Headline: "That which needs to be said"
     "That which needs to be said – under that heading, German writer Günter Grass wrote a poem that raised a storm, the responses to which have not yet died down. Perhaps the most important thing that was said was related to the preparations that Israel is making to attack the Iranian nuclear reactor. The writer views this as a threat to world peace, and therefore [believes that] the circle of silence must be broken, and that which needs to be said, must be said. As regards Palestine, he said: 'Israel must withdraw not only from Hebron and from Beit-El, but also from Haifa, Tel Aviv, and Nazareth.' [PMW has been unable to find any reference to the alleged statement by Gunter Grass that Israel should withdraw from Tel Aviv and other Israeli cities.] The moment Grass published his poem, at the beginning of the month, world Zionism enlisted its propaganda machine to attack him… He was accused, as usual, of Antisemitism, and mention was made of his youth, when he was a co-pilot in the Second World War.

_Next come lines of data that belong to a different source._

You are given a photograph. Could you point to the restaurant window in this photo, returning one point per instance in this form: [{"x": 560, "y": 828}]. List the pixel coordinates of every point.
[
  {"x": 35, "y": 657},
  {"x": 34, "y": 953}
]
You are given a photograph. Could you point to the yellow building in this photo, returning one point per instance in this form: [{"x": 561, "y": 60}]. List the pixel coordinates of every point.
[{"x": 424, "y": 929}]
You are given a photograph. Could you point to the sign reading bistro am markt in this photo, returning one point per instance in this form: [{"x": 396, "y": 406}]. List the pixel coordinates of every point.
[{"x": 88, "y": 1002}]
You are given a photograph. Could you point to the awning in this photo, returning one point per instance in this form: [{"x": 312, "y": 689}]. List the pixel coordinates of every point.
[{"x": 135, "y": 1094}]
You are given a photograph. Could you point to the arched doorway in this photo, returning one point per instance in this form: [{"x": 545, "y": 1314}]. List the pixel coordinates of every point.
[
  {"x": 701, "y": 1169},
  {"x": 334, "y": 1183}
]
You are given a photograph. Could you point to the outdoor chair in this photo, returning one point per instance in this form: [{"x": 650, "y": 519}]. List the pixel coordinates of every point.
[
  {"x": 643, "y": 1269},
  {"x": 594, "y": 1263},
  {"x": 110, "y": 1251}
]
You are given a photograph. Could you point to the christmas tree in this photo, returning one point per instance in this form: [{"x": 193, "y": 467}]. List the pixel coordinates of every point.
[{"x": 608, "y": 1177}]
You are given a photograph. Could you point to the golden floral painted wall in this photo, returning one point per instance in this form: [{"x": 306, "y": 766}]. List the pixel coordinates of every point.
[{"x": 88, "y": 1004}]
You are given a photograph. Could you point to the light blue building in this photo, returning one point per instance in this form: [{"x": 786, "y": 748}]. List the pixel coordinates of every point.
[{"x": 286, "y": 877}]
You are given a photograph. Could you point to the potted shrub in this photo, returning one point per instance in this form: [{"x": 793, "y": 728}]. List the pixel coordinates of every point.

… For a long time, world Zionism has succeeded in blocking any German opinion, whether on the official level or on the popular level, which might cause slight harm to Israel. It is aided in this by its exaggeration of the story of the Holocaust, which it has transformed into a complex by means of which it silences the Germans… While the results of the public opinion polls in the European Union, concerning the manner in which the Europeans view Israel, cause it [Israel] concern, it goes without saying that they generate satisfaction amongst Palestinians in particular, and Arabs in general… Perhaps we should now re-design the Palestinian policy concerning ways of exploiting the changes within European society – which is coming very close to our legitimate rights – within the framework of an integrative strategy on the official and popular level, as we utilize the influential presence of Palestinian and Arab communities, which are active in this direction, within European societies. Thus we will be able to obtain from them much of what needs to be said, and work together with them in order to transform that which needs to be said into that which needs to be done."